The first problematic patch fixed the memory leak by adding a call to kfree () before returning control in case of an error, but creating conditions to access the memory area after it was freed (use-after-free).
The specified patch was rejected by the maintainer, who identified the problem and indicated that a year ago someone had already tried to propose a similar change and it was initially accepted, but discarded the same day after identifying the vulnerability conditions.
The second patch also contained conditions for the post-release wear issue. The specified patch was not accepted by the maintainer, who rejected the patch due to another problem with list_add_tail, but did not notice that the "chdev" pointer can be freed in the put_device function, which is used next in the call to dev_err (& chdev -> dev ..).
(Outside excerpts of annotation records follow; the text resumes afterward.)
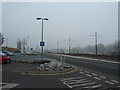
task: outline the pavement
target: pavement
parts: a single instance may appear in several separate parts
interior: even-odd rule
[[[21,59],[21,58],[22,59]],[[35,60],[39,56],[19,56],[21,60]],[[14,57],[12,59],[17,59]],[[66,58],[67,59],[67,58]],[[70,60],[70,58],[69,58]],[[73,59],[78,61],[77,59]],[[82,61],[82,60],[81,60]],[[70,62],[70,61],[69,61]],[[73,63],[73,62],[72,62]],[[76,62],[80,64],[79,62]],[[74,63],[73,63],[74,64]],[[38,64],[29,63],[11,63],[2,65],[2,84],[4,88],[26,88],[26,89],[42,89],[42,88],[54,88],[54,89],[99,89],[107,90],[110,87],[120,88],[117,78],[108,74],[103,74],[90,69],[79,67],[78,71],[59,75],[40,75],[36,73],[23,74],[34,70]],[[4,90],[4,89],[3,89]],[[114,89],[111,89],[114,90]],[[115,89],[116,90],[116,89]]]

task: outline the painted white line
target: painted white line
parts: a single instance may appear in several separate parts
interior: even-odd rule
[[[101,80],[100,78],[98,78],[98,77],[94,77],[95,79],[97,79],[97,80]]]
[[[101,59],[93,59],[93,58],[87,58],[87,57],[70,56],[70,55],[64,55],[64,54],[54,54],[54,55],[66,56],[66,57],[72,57],[72,58],[83,58],[83,59],[88,59],[88,60],[92,60],[92,61],[102,61],[102,62],[120,64],[120,62],[116,62],[116,61],[108,61],[108,60],[101,60]]]
[[[112,81],[112,82],[114,82],[114,83],[117,83],[117,84],[119,83],[119,82],[118,82],[118,81],[116,81],[116,80],[111,80],[111,81]]]
[[[75,78],[65,78],[65,79],[62,79],[61,81],[66,81],[66,80],[71,80],[71,79],[81,79],[83,77],[75,77]]]
[[[92,75],[90,75],[90,74],[86,74],[87,76],[89,76],[89,77],[92,77]]]
[[[82,69],[79,69],[80,71],[84,71],[84,70],[82,70]]]
[[[99,76],[100,78],[102,78],[102,79],[106,79],[106,77],[104,77],[104,76]]]
[[[67,85],[69,88],[72,88],[70,85]]]
[[[81,74],[84,74],[84,72],[80,72]]]
[[[113,85],[114,83],[110,82],[110,81],[105,81],[105,83],[111,84]]]
[[[88,72],[88,71],[85,71],[86,73],[90,73],[90,72]]]
[[[79,80],[79,81],[76,81],[76,82],[72,82],[72,83],[67,83],[67,84],[77,84],[77,83],[86,83],[86,82],[90,82],[90,80],[89,81],[86,81],[86,79],[83,79],[83,80]]]
[[[79,88],[79,89],[95,89],[95,88],[99,88],[99,87],[101,87],[102,85],[93,85],[93,86],[87,86],[87,87],[82,87],[82,88]],[[79,90],[78,89],[78,90]]]
[[[14,83],[7,83],[6,85],[2,86],[2,88],[13,88],[19,84],[14,84]]]
[[[98,76],[97,74],[95,74],[95,73],[91,73],[92,75],[94,75],[94,76]]]
[[[78,80],[68,80],[68,81],[64,81],[65,83],[71,83],[71,82],[77,82]]]
[[[77,84],[77,85],[71,85],[71,87],[77,87],[77,86],[86,86],[86,85],[93,85],[93,84],[96,84],[96,82],[92,82],[92,83],[85,83],[85,84]]]

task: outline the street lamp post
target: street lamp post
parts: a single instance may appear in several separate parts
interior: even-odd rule
[[[43,60],[44,58],[44,52],[43,52],[43,46],[44,46],[44,42],[43,42],[43,21],[44,20],[48,20],[48,18],[37,18],[37,20],[42,20],[42,41],[40,42],[40,46],[41,46],[41,59]]]

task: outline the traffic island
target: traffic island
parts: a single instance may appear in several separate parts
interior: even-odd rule
[[[30,71],[23,72],[24,75],[63,75],[76,72],[76,66],[60,62],[55,59],[41,60],[39,65]]]

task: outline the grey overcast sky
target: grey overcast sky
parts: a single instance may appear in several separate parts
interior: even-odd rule
[[[1,6],[1,4],[0,4]],[[41,21],[44,21],[46,47],[68,48],[94,45],[97,32],[98,43],[111,44],[118,39],[117,2],[3,2],[2,32],[8,38],[8,46],[16,47],[17,39],[30,37],[30,47],[41,41]],[[4,43],[4,45],[6,45]]]

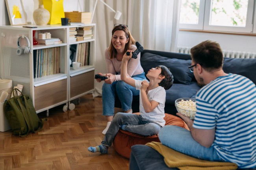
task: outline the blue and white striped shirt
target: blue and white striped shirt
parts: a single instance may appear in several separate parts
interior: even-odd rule
[[[256,86],[233,74],[220,77],[202,88],[196,97],[193,124],[215,128],[212,145],[219,155],[239,168],[256,167]]]

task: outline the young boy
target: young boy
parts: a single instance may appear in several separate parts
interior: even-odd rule
[[[123,57],[121,66],[121,79],[128,84],[140,90],[139,93],[140,115],[118,113],[114,117],[106,132],[101,144],[88,148],[92,152],[106,154],[119,129],[121,128],[136,133],[151,136],[158,133],[165,124],[164,107],[165,90],[169,89],[173,83],[173,76],[165,66],[160,66],[148,71],[147,80],[135,80],[127,76],[127,64],[131,58],[131,50],[128,50]]]

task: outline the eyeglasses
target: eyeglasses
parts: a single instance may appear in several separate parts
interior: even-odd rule
[[[189,69],[189,70],[190,71],[190,72],[191,73],[193,73],[194,72],[194,67],[196,66],[197,64],[194,64],[193,66],[190,66],[188,67],[188,68]]]
[[[121,27],[122,28],[126,28],[127,29],[128,29],[128,26],[127,26],[127,25],[120,24],[116,24],[115,25],[114,25],[114,26],[115,26],[115,27]]]

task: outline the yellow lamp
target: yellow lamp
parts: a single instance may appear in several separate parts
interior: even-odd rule
[[[61,18],[65,18],[63,7],[63,0],[43,0],[45,8],[50,12],[50,16],[48,24],[61,23]]]

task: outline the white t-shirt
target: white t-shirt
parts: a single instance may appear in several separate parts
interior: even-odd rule
[[[143,107],[141,100],[141,94],[140,91],[141,86],[141,80],[135,80],[135,87],[136,90],[139,90],[139,112],[142,117],[158,123],[162,127],[165,124],[165,90],[162,86],[159,86],[152,90],[149,90],[147,94],[150,102],[154,100],[159,103],[158,106],[152,112],[146,113]]]

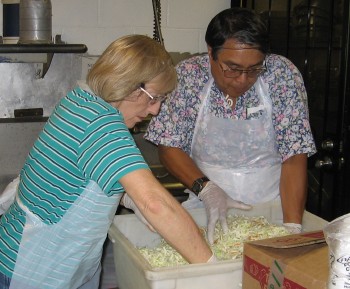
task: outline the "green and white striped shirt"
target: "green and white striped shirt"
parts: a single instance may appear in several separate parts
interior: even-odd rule
[[[119,179],[148,168],[121,113],[76,88],[56,106],[21,170],[19,196],[45,224],[55,224],[90,180],[108,195]],[[25,213],[15,202],[0,219],[0,271],[11,277]]]

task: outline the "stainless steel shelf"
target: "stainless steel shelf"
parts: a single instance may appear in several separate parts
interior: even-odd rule
[[[36,78],[43,78],[49,70],[54,53],[85,53],[85,44],[0,44],[0,62],[38,63]]]

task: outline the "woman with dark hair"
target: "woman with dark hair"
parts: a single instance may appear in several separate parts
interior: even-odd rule
[[[145,138],[190,191],[185,207],[205,206],[208,239],[229,208],[274,208],[291,233],[302,230],[307,157],[315,153],[302,76],[269,53],[253,11],[226,9],[209,23],[208,53],[176,67],[178,85]],[[270,209],[269,209],[270,210]]]
[[[215,261],[129,132],[158,113],[175,85],[164,47],[130,35],[111,43],[86,83],[58,103],[0,219],[2,289],[97,289],[102,246],[121,199],[190,263]]]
However, the patch was not accepted, albeit for reasons unrelated to vulnerability.
Interestingly, initially it was assumed that 4 out of 5 patches had problems, but the researchers themselves made a mistake and in a problematic patch, in their opinion, the correct solution was proposed, without the supposed conditions to use memory after launch.
In this work, we present the concept of «immature vulnerability» where a condition of vulnerability is lacking, but it can become a real one when the condition is implicitly
introduced by a patch for another bug.We also develop tools that help us find places of code that may suffer
of the bug introduction patches and suggest what might make these bug introduction patches difficult to detect.A week later, information was sent to the kernel developers with a proposal to discuss the possibility of promoting vulnerabilities under the guise of trivial fixes for memory leaks, but nothing was said about previous attempts to submit malicious patches.
The third patch was also rejected by the maintainer due to another bug without vulnerability (double application in pdev).